October 2, 2020
On a day when we learned the President and First Lady have tested positive for COVID-19, we wish everyone good health during this crisis. State updates and other issues are in this edition of the Arkansas Advocates policy update, which will arrive in your inbox every other Friday.
Arkansas infection rate keeps us in the ‘red zone’
Arkansas’s COVID-19 infections have continued the last couple of weeks at a rate equal to or higher than the state’s peak of positive cases in July. State officials point out that testing has increased, and that the positivity rate went down in September. Still, the latest numbers put Arkansas solidly in the “red zone” on the White House coronavirus report card. We had 194 new cases per 100,000 people over the week previous to the report, more than twice the national average. Any state with at least 101 cases per 100,000 is in the red zone.
Also this week, the UAMS Fay Boozman College of Public Health released its latest forecast of where the virus might be headed, and it shows that the peak of active infections may be later than previously expected — February as opposed to December.
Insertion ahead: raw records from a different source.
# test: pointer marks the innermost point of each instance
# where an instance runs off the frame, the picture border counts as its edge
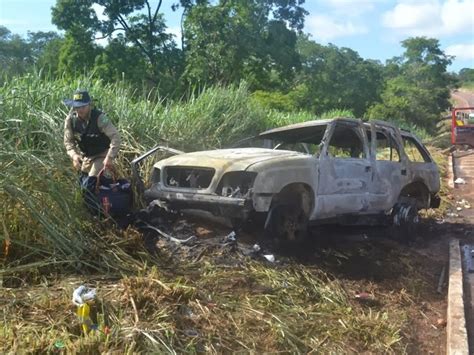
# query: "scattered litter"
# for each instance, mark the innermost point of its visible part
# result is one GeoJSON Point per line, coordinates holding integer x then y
{"type": "Point", "coordinates": [82, 297]}
{"type": "Point", "coordinates": [169, 237]}
{"type": "Point", "coordinates": [59, 344]}
{"type": "Point", "coordinates": [270, 257]}
{"type": "Point", "coordinates": [191, 333]}
{"type": "Point", "coordinates": [363, 296]}
{"type": "Point", "coordinates": [203, 232]}
{"type": "Point", "coordinates": [463, 203]}
{"type": "Point", "coordinates": [230, 238]}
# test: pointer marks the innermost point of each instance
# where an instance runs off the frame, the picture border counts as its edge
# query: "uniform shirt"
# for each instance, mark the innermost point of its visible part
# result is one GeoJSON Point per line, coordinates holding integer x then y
{"type": "Point", "coordinates": [104, 125]}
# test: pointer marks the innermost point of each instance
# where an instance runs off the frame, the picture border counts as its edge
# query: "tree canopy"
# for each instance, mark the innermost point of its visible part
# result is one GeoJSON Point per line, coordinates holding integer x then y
{"type": "Point", "coordinates": [260, 42]}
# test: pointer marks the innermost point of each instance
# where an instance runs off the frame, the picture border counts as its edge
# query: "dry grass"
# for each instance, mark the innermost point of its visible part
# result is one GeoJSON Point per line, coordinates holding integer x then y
{"type": "Point", "coordinates": [50, 245]}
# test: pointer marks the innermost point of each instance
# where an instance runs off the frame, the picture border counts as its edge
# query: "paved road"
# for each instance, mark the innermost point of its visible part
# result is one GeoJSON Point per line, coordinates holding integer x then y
{"type": "Point", "coordinates": [464, 168]}
{"type": "Point", "coordinates": [463, 98]}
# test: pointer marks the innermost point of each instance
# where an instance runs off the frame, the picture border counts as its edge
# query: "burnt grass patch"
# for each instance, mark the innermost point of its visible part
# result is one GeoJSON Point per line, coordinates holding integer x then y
{"type": "Point", "coordinates": [344, 290]}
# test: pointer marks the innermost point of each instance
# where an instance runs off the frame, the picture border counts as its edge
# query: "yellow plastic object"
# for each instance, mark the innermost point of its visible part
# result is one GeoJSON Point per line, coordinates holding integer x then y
{"type": "Point", "coordinates": [83, 312]}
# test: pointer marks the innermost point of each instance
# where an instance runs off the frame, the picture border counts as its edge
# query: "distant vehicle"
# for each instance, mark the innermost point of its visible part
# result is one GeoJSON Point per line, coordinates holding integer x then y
{"type": "Point", "coordinates": [462, 126]}
{"type": "Point", "coordinates": [325, 171]}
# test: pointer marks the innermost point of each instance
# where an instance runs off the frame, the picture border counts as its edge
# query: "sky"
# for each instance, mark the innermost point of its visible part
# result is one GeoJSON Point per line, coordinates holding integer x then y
{"type": "Point", "coordinates": [373, 28]}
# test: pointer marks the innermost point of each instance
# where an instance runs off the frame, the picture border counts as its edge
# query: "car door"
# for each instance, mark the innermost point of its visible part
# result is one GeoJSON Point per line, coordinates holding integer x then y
{"type": "Point", "coordinates": [390, 166]}
{"type": "Point", "coordinates": [345, 171]}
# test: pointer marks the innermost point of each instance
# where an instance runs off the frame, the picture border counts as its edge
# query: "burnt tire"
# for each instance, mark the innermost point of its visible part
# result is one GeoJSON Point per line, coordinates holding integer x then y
{"type": "Point", "coordinates": [286, 224]}
{"type": "Point", "coordinates": [406, 222]}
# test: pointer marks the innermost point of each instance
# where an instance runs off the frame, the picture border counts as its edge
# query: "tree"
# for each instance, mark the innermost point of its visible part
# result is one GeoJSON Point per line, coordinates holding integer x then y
{"type": "Point", "coordinates": [466, 75]}
{"type": "Point", "coordinates": [246, 39]}
{"type": "Point", "coordinates": [141, 26]}
{"type": "Point", "coordinates": [420, 92]}
{"type": "Point", "coordinates": [335, 78]}
{"type": "Point", "coordinates": [15, 53]}
{"type": "Point", "coordinates": [45, 48]}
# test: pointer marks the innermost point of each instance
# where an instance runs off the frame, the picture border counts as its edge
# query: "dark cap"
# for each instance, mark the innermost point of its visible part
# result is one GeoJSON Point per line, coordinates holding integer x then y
{"type": "Point", "coordinates": [80, 98]}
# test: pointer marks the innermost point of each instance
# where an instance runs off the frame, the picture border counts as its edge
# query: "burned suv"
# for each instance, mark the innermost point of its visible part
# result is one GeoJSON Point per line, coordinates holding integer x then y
{"type": "Point", "coordinates": [341, 170]}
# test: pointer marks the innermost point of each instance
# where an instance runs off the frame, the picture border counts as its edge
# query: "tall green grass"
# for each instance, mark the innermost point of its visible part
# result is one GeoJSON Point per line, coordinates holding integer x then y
{"type": "Point", "coordinates": [42, 213]}
{"type": "Point", "coordinates": [44, 228]}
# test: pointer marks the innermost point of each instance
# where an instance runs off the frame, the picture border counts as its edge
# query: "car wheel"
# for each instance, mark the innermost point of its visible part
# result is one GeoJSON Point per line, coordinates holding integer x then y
{"type": "Point", "coordinates": [248, 225]}
{"type": "Point", "coordinates": [286, 223]}
{"type": "Point", "coordinates": [406, 221]}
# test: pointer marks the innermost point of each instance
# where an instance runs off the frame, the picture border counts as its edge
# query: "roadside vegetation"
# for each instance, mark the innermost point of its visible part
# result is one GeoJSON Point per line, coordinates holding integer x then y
{"type": "Point", "coordinates": [214, 90]}
{"type": "Point", "coordinates": [50, 244]}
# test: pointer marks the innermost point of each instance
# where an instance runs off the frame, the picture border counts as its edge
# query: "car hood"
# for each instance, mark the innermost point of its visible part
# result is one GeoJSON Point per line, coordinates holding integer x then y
{"type": "Point", "coordinates": [226, 159]}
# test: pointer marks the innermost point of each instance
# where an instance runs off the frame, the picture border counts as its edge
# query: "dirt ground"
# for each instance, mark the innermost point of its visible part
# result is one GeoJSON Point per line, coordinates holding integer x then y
{"type": "Point", "coordinates": [390, 274]}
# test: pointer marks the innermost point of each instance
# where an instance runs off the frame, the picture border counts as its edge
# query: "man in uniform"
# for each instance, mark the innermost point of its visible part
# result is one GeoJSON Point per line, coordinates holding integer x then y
{"type": "Point", "coordinates": [91, 141]}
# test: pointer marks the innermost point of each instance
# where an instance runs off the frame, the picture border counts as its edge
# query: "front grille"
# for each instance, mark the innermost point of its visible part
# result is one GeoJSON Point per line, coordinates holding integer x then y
{"type": "Point", "coordinates": [188, 177]}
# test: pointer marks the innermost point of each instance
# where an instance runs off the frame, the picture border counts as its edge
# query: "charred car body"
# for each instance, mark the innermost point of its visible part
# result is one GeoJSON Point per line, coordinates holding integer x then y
{"type": "Point", "coordinates": [340, 170]}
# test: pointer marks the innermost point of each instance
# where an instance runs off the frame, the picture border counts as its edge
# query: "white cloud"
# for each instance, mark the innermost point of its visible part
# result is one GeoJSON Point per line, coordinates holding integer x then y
{"type": "Point", "coordinates": [431, 17]}
{"type": "Point", "coordinates": [461, 51]}
{"type": "Point", "coordinates": [352, 7]}
{"type": "Point", "coordinates": [9, 22]}
{"type": "Point", "coordinates": [326, 28]}
{"type": "Point", "coordinates": [175, 31]}
{"type": "Point", "coordinates": [99, 11]}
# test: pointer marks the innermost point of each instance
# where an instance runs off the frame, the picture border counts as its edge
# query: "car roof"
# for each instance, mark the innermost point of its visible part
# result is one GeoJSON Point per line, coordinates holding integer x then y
{"type": "Point", "coordinates": [308, 131]}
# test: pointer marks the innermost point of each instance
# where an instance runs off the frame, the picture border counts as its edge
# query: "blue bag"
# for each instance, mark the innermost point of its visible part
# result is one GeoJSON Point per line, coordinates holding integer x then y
{"type": "Point", "coordinates": [114, 195]}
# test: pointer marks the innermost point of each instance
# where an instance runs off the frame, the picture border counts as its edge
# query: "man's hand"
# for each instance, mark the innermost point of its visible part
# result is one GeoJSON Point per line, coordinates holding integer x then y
{"type": "Point", "coordinates": [77, 162]}
{"type": "Point", "coordinates": [108, 163]}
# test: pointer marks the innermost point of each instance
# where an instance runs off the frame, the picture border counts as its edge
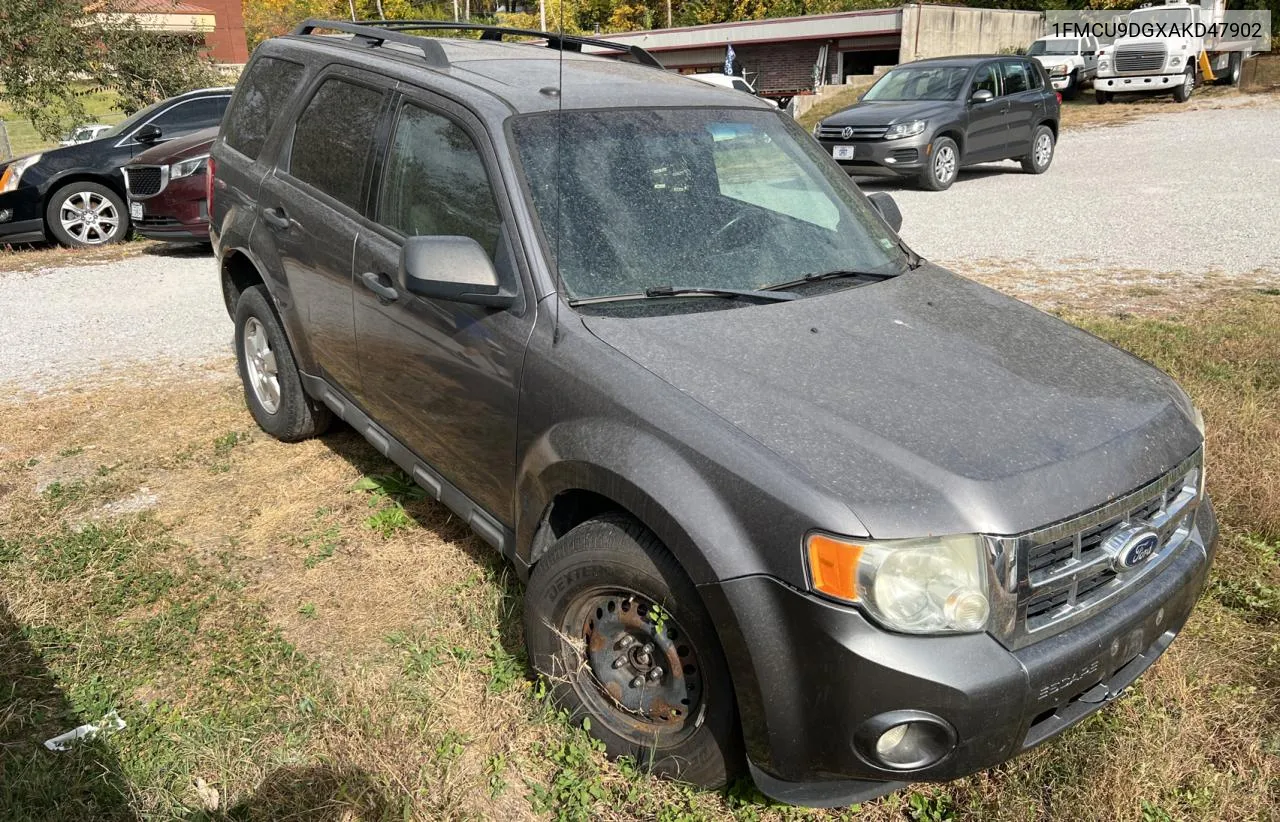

The prediction for the number of active cases at that time, about 58,000 in a “moderate” scenario, is similar to the previous prediction. That’s compared to about 7,000 active cases currently.
More children have COVID-19
The Centers for Disease Control and Prevention said this week that infections in children are on the rise, with school in session across the country now. Most cases are mild. Few children with COVID-19 are hospitalized (about 2 percent), but young people who are Black, Hispanic or have underlying conditions were more likely to fare worse, according to the CDC report. The American Academy of Pediatrics reported 625,000 cases in children and young people 0-19, with 109 deaths. The Arkansas Department of Health keeps a list here of cases in our state’s school districts as well as colleges and universities.
An impossible standard
Last week, Pulaski County Circuit Court Judge Mary McGowan struck down a state law that played a role in removing three citizen-led initiatives from the Arkansas ballot. Judge McGowan ruled that the law, which required paid canvassers to “pass” federal background checks conducted by the State Police, was impossible to comply with. As discussed in our previous newsletter, the Arkansas State Police does not conduct federal background checks or declare that anyone “passes” a check, and the law requires that canvassers pass background tests performed by the State Police. While the ruling comes too late for the ranked-choice voting, redistricting, and eye-surgery ballot measures, it does place an injunction on the background check law for 2022 ballot measures. The Attorney General is filing an appeal of the Circuit Court ruling, which would be heard by the state Supreme Court. You can read more from the Arkansas Democrat-Gazette.
Evictions in Arkansas
Despite the federal eviction moratorium, 476 evictions were filed in Arkansas in September. That’s up from 371 in August, which itself was more than the 329 filed in July. These numbers are likely to be an underestimate, due to incomplete data sources. This website helps people determine if they qualify for eviction protection and write a declaration to share with their landlord.
The 2020 Census
The 2020 Census will have very serious implications for our communities over the next decade. The census determines how much federal funding our state will receive for important programs like children’s health insurance and emergency food assistance. It will help determine how our voting districts are drawn and how many representatives we send to Congress. But drama over the census deadline continues, adding confusion to this critical count. With federal court rulings and lawsuits pending, the “target” deadline to complete has been in flux. Just in the last few days, the deadline moved from September 30 to October 5, and now, advocates and many members of Congress are asking that it continue until October 31, which had been the plan a few months ago. You can read more here.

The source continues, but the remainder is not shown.